Le président Emmanuel Macron a exprimé sa position contre le Mercosur, mais cela n'a pas suffi à apaiser les tensions parmi les agriculteurs, qui s'opposent depuis des mois à ce traité. Ils ont clairement fait entendre leur mécontentement, scandant des slogans tels que : « Non au Mercosur ! », tout en brandissant des fumigènes pour marquer leur présence.
Nicolas Fortin, secrétaire général de la Confédération paysanne, a abattu une déclaration percutante : « Ce n'est pas nos vaches qu'il faut abattre, mais le Mercosur ! ». Cela témoigne d'une défiance croissante envers les lois du libre-échange, particulièrement en période de crise, comme celle de la dermatose qui touche les bovins.

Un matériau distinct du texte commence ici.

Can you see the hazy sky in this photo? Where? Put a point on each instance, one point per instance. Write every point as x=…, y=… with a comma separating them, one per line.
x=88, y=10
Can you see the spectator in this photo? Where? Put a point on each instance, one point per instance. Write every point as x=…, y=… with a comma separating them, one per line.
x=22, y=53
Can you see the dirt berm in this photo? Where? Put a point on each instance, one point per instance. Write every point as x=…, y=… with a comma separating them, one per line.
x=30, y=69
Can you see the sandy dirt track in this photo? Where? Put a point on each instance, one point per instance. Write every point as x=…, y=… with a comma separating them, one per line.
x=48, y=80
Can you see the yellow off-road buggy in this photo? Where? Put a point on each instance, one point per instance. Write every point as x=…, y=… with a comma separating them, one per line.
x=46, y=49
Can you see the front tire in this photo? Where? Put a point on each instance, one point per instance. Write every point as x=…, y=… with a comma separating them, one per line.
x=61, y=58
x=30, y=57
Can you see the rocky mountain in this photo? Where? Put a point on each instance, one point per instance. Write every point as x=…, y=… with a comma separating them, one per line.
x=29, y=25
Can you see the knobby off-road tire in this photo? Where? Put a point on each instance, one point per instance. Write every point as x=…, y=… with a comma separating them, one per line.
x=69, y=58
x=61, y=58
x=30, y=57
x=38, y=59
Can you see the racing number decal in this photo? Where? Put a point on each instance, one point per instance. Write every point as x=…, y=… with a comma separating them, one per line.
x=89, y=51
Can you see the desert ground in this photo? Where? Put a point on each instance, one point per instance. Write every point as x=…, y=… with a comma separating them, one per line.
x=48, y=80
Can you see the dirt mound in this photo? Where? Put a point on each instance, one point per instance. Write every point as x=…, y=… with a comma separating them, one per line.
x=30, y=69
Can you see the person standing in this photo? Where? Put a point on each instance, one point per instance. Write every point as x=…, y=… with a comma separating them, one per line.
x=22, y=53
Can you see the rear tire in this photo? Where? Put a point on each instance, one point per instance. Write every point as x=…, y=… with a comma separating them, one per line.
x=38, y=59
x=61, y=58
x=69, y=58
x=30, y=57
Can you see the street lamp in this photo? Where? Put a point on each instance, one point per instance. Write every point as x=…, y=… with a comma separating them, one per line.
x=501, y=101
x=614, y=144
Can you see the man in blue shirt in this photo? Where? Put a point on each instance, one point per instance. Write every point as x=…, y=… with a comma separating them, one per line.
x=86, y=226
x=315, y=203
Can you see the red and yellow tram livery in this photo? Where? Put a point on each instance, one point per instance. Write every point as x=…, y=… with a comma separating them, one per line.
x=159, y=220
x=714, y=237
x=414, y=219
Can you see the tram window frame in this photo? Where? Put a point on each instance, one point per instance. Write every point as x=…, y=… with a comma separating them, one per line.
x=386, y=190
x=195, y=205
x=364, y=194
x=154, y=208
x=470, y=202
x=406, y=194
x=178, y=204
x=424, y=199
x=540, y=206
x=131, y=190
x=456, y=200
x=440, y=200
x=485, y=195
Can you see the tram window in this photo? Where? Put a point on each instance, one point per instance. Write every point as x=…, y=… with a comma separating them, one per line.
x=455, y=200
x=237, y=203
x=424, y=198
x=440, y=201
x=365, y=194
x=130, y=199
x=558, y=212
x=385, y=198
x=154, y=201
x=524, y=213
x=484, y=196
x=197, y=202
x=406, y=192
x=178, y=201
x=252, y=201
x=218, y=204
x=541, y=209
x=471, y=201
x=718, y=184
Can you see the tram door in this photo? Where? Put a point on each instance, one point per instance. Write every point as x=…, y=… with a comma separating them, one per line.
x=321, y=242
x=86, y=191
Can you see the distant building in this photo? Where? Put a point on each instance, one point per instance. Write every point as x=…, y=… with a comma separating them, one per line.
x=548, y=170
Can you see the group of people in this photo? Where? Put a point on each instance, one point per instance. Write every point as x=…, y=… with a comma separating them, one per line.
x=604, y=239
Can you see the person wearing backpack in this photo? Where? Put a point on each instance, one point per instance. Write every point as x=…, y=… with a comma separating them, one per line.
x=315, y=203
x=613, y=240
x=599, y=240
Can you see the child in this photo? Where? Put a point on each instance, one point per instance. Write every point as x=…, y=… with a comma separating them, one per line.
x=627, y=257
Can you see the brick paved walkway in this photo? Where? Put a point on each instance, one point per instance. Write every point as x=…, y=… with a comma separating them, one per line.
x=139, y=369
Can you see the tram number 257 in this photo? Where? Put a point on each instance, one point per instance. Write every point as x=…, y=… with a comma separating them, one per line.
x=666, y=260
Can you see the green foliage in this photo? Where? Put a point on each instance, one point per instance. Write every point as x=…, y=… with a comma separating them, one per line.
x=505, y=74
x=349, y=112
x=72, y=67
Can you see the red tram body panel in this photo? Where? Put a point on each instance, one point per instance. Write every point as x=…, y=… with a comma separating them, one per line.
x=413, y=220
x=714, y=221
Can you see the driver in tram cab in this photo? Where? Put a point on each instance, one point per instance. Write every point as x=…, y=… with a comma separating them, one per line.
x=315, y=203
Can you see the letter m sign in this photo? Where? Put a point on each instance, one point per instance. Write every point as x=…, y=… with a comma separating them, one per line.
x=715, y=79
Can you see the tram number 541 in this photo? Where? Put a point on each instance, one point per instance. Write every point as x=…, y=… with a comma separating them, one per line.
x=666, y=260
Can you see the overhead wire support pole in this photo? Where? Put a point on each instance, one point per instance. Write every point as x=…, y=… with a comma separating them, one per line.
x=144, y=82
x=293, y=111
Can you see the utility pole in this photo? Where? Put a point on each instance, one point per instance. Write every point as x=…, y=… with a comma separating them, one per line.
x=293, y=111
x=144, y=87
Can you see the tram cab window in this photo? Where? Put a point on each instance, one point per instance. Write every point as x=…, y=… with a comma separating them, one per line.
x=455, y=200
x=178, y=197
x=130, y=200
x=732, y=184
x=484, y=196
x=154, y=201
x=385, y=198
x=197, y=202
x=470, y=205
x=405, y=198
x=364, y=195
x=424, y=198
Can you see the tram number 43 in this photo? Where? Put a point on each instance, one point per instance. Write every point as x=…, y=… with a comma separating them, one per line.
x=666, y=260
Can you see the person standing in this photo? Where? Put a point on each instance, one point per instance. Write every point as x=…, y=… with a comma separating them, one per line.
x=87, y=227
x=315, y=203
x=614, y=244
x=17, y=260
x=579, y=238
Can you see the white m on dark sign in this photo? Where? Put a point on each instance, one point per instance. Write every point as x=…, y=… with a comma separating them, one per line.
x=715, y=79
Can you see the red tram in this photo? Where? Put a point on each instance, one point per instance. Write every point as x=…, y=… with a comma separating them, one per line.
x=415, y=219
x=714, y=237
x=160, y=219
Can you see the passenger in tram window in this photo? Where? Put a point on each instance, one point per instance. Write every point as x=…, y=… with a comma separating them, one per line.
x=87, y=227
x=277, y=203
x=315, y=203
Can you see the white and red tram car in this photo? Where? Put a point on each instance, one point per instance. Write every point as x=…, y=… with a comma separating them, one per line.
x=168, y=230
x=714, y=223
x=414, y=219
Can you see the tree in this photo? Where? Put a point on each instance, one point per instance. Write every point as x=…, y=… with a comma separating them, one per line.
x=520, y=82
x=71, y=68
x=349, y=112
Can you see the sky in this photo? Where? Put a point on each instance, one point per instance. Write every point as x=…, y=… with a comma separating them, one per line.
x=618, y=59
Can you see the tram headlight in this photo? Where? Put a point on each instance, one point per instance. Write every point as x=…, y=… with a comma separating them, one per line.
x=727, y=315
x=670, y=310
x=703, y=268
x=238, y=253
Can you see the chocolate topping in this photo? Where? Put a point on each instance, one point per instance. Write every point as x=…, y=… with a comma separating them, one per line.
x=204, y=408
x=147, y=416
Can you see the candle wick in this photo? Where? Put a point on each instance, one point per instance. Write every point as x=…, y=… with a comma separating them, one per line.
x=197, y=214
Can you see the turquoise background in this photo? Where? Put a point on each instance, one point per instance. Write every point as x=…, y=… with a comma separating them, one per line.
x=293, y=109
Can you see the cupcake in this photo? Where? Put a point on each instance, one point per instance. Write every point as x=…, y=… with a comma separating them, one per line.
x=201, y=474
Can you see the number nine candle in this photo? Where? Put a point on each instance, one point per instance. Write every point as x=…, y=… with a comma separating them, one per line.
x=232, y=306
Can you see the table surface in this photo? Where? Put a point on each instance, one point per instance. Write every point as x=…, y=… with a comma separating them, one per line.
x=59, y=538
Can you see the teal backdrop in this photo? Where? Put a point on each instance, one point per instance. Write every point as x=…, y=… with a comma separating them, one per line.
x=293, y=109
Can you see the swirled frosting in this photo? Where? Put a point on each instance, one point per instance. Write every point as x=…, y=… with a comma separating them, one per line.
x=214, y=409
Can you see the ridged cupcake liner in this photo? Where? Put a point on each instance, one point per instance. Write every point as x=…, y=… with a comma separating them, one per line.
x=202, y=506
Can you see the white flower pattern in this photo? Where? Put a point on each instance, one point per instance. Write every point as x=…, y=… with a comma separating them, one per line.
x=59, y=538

Un hiver marqué par des luttes agricoles
Ce mouvement s'inscrit dans une tendance plus large, au cœur d'un hiver déjà agité pour les agriculteurs français. La Coordination rurale, un autre syndicat agricole, a également mené des actions de blocage à travers le pays, notamment en Bourgogne et dans les Landes. Leur chef de file, Bertrand Venteau, a souligné l'importance de cette mobilisation : « Ce qui a été réalisé est remarquable », promettant de revenir si nécessaire.

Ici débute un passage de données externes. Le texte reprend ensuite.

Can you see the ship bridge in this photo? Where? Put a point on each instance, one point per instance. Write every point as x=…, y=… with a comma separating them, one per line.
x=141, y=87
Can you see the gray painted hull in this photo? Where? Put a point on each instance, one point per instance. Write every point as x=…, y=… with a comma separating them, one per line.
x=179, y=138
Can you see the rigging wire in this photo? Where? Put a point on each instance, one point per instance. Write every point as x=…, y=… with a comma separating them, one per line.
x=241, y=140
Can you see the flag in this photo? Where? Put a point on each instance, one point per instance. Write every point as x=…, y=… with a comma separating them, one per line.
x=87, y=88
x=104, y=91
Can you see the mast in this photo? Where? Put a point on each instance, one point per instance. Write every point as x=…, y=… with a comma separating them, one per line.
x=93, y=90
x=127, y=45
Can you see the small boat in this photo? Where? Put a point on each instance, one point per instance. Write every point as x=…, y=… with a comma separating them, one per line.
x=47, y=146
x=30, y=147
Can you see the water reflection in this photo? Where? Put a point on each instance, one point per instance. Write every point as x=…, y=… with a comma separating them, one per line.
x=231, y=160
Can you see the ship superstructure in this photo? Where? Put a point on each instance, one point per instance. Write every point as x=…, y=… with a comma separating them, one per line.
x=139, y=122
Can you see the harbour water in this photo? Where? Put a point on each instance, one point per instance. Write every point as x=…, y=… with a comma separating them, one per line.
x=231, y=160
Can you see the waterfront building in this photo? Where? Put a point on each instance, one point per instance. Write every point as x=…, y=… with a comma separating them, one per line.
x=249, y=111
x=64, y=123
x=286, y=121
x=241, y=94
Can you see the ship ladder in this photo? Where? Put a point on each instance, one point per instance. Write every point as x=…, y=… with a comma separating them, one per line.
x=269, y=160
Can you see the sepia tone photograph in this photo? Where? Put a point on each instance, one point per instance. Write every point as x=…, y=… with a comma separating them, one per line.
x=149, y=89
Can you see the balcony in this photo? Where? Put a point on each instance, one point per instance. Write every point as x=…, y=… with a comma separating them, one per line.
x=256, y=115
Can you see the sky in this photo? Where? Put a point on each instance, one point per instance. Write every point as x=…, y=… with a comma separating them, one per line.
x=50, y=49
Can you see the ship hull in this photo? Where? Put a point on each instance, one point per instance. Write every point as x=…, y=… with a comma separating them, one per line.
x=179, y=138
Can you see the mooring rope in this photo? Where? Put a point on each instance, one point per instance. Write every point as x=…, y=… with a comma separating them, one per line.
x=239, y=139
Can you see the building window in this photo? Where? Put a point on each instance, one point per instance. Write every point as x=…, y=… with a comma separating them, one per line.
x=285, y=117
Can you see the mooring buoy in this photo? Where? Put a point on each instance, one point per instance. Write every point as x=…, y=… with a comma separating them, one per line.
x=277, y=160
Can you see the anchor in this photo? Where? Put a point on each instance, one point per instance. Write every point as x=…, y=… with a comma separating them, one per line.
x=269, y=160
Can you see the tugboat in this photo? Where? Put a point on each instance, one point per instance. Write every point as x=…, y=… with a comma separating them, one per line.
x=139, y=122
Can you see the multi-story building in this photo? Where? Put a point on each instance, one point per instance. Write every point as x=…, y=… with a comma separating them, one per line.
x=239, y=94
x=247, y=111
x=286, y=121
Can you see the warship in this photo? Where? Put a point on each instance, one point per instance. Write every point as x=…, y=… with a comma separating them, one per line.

Des manifestations sont également prévues au-delà des frontières françaises, y compris en Belgique et en Pologne, rappelant que l'agriculture demeure un sujet brûlant au sein de l'Union européenne. La FNSEA, premier syndicat agricole, a même organisé un grand rassemblement devant le Parlement européen à Strasbourg prévu pour le 20 janvier.

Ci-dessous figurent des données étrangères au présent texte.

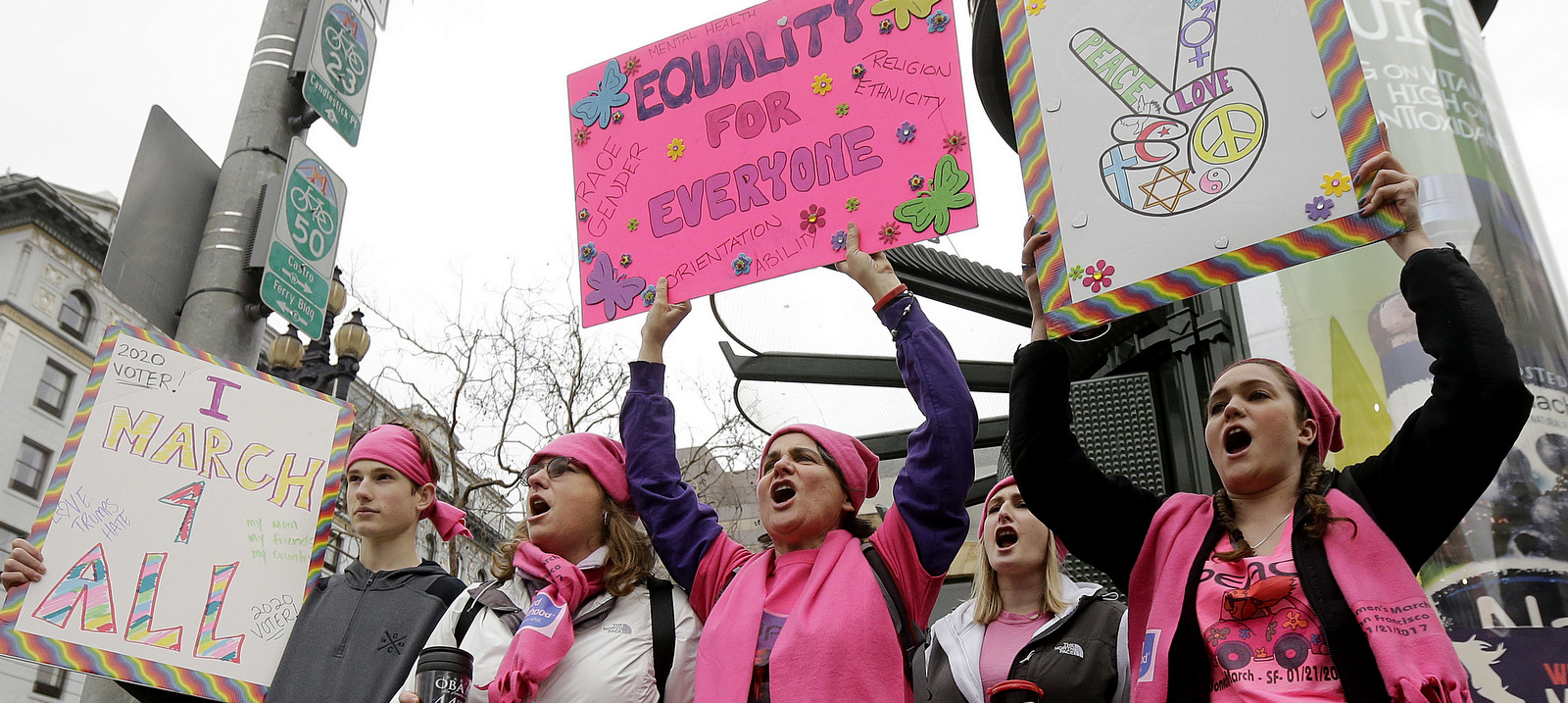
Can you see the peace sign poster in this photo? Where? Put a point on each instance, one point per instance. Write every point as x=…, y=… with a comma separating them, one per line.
x=1175, y=146
x=741, y=149
x=184, y=523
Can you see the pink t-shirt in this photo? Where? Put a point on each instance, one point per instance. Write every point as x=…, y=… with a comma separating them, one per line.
x=1264, y=639
x=1004, y=637
x=784, y=587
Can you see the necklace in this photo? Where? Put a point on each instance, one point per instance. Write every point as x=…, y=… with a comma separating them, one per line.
x=1270, y=532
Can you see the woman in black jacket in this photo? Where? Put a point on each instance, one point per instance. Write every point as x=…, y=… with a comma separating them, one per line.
x=1293, y=580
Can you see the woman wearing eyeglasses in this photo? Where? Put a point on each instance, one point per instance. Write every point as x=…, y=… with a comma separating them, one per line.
x=569, y=614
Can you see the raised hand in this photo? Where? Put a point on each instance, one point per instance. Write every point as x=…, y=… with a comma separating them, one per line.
x=874, y=272
x=1183, y=148
x=25, y=565
x=661, y=322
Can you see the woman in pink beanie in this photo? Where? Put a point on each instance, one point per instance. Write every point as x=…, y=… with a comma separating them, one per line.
x=1293, y=580
x=808, y=620
x=569, y=614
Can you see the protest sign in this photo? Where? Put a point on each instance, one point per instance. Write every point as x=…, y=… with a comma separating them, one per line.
x=741, y=149
x=1168, y=162
x=184, y=523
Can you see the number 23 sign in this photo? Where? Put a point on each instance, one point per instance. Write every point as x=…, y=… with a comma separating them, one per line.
x=184, y=523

Le climat actuel est tendu, avec davantage de blocages signalés, notamment sur les axes menant vers la Belgique. Par ailleurs, le ministère de l'Intérieur a signalé plus de 600 manifestants lors des récentes activités de protestation en Île-de-France, illustrant ainsi la mobilisation croissante des agriculteurs à travers le pays. La question du libre-échange et de la gestion des crises sanitaires restent au cœur des préoccupations des acteurs agricoles, une problématique que le gouvernement devra gérer avec habileté à l'avenir.